On trouva sur elle une lettre signée Octave de..... ; son cadavre fut apporté en sa demeure. Le jeune homme avait couru depuis le matin de l’atelier de la modiste chez Maubray. Là, sans découvrir la retraite de Mathilde, il avait appris le honteux trafic que ce père dénaturé avait fait de son enfant ce qu’il n’avait pu soupçonner jusqu’alors. Il rentrait donc chez lui indigné, jurant de réparer le mal qu’il avait fait, sans penser qu’il fût si grand. Mais il n’était plus temps, il ne trouva plus qu’un cadavre sans chaleur et défiguré. Ce fut alors que Maubray, encore sous l’influence des liqueurs qu’il avait bues toute la nuit et espérant maintenant, qu’il connaissait l’amant de sa fille, en tirer de nouvelles ressources pour s’abrutir encore dans une ivresse immonde, se présenta chez lui.
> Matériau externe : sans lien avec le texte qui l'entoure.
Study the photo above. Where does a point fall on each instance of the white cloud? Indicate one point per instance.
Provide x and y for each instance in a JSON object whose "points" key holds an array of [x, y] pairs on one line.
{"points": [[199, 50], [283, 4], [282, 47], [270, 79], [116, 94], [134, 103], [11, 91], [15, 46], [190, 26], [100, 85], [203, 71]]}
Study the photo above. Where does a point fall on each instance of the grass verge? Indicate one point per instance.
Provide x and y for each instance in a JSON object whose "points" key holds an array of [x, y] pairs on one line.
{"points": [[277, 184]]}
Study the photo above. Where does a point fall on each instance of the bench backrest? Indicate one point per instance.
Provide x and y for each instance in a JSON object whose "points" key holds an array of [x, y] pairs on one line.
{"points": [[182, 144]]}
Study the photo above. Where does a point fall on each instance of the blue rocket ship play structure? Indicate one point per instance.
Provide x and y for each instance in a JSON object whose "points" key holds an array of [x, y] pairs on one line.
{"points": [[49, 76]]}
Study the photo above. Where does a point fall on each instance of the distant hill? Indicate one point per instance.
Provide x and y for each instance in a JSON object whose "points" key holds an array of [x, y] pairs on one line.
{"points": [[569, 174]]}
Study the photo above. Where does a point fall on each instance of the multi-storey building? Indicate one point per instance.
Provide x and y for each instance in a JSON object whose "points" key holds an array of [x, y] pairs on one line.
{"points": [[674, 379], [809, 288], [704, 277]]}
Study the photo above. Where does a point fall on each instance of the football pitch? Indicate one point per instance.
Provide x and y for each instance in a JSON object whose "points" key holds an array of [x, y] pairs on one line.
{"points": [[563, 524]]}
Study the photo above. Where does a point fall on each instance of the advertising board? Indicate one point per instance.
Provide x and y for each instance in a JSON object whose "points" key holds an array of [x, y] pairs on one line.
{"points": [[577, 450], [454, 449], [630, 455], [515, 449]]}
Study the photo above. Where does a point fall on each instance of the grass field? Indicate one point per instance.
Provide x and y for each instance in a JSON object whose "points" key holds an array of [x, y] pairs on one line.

En le voyant entrer et en entendant cet être dénaturé lui dire : - Maintenant que vous avez la fille, vous ne refuserez pas de l’argent à son père. Il le saisit avec violence par le bras, et, l’entraînant vers le lit où l’on avait déposé Mathilde, il souleva les rideaux qui la cachaient.
– Ta fille, monstre ? lui dit-il avec horreur, voilà ce que tu en as fait.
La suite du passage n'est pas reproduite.